NASHVILLE, Tenn. (WKRN) — Images of unverified pages from The Covenant School shooter’s writings were released to the public Monday by a conservative radio host.

Steven Crowder posted images of three pages from a notebook allegedly from the shooter’s so-called “manifesto.”

Crowder told Nexstar’s WKRN the images were taken by a detective at the Covenant School scene and sent to his source within the Metro Nashville Police Department. His team flew to Nashville to obtain the images and verify the source.

He did not disclose if he has any more pages to share, but added Metro police should be able to authenticate the documents since they have possession of the shooter’s journals.

Metro police spokesperson Kris Mumford told WKRN the department is “still looking into it.”

On March 27, six people, including three children, were shot and killed by 28-year-old Audrey Hale at the Covenant School in Green Hills. The victims were identified as Evelyn Dieckhaus, Hallie Scruggs, and William Kinney, all 9 years old; as well as Cynthia Peak, 61; Dr. Katherine Koonce, 60; and Mike Hill, 61. 

After searching the shooter’s home and car, police discovered multiple journals that allegedly documented the plans to commit mass murder months before the shooting happened.

According to police, the shooter fired a total of 152 rounds (126 rifle rounds and 26 nine-millimeter rounds) from the time Hale shot their way into the school to the time Hale was shot and killed by police.

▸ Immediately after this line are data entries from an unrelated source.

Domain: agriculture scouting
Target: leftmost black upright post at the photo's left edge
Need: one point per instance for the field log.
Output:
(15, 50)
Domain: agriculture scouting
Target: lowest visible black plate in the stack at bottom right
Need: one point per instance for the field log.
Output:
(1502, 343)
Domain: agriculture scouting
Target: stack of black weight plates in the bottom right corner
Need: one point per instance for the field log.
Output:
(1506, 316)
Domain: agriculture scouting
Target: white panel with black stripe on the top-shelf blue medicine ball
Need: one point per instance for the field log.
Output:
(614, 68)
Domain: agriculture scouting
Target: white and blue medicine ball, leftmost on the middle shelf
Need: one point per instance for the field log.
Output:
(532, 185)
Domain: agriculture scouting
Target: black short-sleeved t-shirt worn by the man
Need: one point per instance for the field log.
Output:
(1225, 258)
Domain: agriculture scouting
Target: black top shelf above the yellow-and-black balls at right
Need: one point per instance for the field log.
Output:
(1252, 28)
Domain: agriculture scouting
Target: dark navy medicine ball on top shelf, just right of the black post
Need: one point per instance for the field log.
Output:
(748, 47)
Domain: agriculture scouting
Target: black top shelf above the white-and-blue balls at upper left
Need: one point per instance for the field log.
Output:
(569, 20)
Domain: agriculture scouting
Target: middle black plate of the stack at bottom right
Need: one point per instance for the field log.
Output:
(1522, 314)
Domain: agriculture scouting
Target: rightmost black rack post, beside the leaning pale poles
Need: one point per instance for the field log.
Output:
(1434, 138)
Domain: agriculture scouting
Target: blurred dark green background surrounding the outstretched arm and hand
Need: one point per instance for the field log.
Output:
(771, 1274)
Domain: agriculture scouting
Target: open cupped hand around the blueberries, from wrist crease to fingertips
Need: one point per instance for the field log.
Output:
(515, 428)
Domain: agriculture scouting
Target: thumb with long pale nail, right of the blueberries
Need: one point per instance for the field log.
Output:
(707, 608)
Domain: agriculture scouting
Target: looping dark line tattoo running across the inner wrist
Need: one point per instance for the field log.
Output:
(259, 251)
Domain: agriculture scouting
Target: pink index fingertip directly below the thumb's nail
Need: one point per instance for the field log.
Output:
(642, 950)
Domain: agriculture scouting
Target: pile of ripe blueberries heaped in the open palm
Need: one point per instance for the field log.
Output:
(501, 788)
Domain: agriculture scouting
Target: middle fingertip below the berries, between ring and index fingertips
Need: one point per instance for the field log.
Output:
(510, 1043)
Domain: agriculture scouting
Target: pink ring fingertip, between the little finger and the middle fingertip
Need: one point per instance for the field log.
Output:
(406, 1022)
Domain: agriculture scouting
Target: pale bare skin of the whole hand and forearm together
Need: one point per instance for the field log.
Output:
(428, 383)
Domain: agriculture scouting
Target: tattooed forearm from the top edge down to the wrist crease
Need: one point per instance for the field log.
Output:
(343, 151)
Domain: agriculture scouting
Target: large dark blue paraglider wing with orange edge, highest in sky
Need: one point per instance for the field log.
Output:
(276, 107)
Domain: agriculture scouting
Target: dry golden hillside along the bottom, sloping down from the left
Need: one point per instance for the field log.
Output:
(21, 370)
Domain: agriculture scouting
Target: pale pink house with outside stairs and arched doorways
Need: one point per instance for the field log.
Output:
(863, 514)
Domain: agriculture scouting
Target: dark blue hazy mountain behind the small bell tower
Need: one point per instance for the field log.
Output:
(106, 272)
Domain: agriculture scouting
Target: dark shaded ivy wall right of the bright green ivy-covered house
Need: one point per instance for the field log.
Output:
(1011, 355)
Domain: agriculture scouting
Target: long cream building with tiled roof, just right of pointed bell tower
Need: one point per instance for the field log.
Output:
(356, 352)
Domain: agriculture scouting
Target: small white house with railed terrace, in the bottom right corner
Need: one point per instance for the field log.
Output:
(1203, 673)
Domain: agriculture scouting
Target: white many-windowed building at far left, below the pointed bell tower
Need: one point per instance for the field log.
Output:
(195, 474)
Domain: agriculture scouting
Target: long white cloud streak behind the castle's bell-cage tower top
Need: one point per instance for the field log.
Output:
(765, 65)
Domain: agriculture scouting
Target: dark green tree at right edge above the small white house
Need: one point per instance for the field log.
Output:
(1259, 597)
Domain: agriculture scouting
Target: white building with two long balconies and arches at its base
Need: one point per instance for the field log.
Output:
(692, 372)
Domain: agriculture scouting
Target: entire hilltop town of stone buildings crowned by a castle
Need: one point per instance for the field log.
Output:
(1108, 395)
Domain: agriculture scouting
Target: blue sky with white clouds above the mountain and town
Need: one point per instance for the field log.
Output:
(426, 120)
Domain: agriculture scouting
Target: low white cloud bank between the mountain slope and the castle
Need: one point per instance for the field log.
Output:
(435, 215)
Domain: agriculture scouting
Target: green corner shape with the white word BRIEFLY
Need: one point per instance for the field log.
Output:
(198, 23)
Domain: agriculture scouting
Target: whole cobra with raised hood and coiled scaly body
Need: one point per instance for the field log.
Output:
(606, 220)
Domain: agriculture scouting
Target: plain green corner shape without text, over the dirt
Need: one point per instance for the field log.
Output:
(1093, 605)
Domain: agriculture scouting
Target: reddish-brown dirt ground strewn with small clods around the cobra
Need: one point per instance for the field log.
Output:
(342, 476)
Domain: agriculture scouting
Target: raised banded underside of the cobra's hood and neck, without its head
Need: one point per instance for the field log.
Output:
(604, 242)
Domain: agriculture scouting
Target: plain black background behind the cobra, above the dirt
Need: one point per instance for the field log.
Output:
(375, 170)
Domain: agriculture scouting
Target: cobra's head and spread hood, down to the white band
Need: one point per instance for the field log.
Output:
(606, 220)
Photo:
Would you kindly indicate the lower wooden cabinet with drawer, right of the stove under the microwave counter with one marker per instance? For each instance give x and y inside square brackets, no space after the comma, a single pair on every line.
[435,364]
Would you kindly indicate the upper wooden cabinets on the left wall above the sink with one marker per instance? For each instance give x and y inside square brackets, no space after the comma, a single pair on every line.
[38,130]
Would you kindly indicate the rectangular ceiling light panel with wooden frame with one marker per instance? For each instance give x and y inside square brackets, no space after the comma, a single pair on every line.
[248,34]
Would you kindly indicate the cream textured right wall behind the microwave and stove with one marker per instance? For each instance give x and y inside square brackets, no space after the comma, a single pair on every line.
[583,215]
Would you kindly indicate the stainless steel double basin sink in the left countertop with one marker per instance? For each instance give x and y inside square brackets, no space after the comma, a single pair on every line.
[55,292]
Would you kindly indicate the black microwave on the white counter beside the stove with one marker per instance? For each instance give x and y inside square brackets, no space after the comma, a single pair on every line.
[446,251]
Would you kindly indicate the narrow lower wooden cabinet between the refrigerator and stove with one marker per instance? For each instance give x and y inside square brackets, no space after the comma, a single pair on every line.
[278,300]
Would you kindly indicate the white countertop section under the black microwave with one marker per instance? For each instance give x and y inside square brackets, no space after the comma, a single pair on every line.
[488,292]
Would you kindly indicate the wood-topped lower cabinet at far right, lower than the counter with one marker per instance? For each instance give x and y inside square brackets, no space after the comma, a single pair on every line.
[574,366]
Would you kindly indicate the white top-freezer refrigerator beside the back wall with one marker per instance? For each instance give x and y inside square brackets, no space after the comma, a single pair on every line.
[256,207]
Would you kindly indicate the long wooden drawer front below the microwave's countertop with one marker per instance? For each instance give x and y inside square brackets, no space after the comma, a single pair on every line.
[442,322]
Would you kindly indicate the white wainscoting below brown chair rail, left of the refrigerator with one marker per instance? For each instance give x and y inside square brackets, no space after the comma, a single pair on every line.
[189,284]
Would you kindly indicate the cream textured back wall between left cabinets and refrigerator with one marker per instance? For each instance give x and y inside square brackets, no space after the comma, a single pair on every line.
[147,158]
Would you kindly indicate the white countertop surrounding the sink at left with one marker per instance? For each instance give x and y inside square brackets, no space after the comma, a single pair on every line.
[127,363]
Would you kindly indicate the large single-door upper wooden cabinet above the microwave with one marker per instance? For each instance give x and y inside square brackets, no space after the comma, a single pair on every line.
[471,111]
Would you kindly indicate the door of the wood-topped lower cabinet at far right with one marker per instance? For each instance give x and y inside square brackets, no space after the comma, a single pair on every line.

The collective writings by the shooter found in a vehicle left in the school parking lot, and others found in the home search show Hale documented the planning over a period of months to commit mass murder at The Covenant School. Hale also considered “the actions of other mass murderers.”

According to the autopsy report, the shooter was wearing a white shirt with “handwritten words, drawings and numbers written on it.” The report did not detail what the writings said, but noted handwritten words were also found on the shooter’s bra.

Nashville mayor Freddie O’Connell released a statement on the alleged documents, saying:

“I have directed Wally Dietz, Metro’s Law Director, to initiate an investigation into how these images could have been released. That investigation may involve local, state, and federal authorities. I am deeply concerned with the safety, security, and well-being of the Covenant families and all Nashvillians who are grieving. This incident naturally invokes additional emotional trauma, and families or individuals who need support should reach out to professionals at National Alliance on Mental Illness (615-891-4724), MNPD support counselors (615-862-7773) or MNPS Family Information Center (615-259-INFO).”

David Raybin, an attorney for the shooter’s parents, said he is not in a position to authenticate the documents and that it would be inappropriate for him to comment on pending litigation.

The Covenant Families For Brighter Tomorrows told WKRN it has no comment regarding the alleged manifesto release.

There is an ongoing legal battle on whether the writings should be released to the public, with both sides posing strong arguments. On Monday, Oct. 16, the Court of Appeals heard why both Covenant families and Metro Government believe they have the right to weigh in on whether the so-called manifesto is released.

Students, faculty and staff are set to return to The Covenant School campus in January.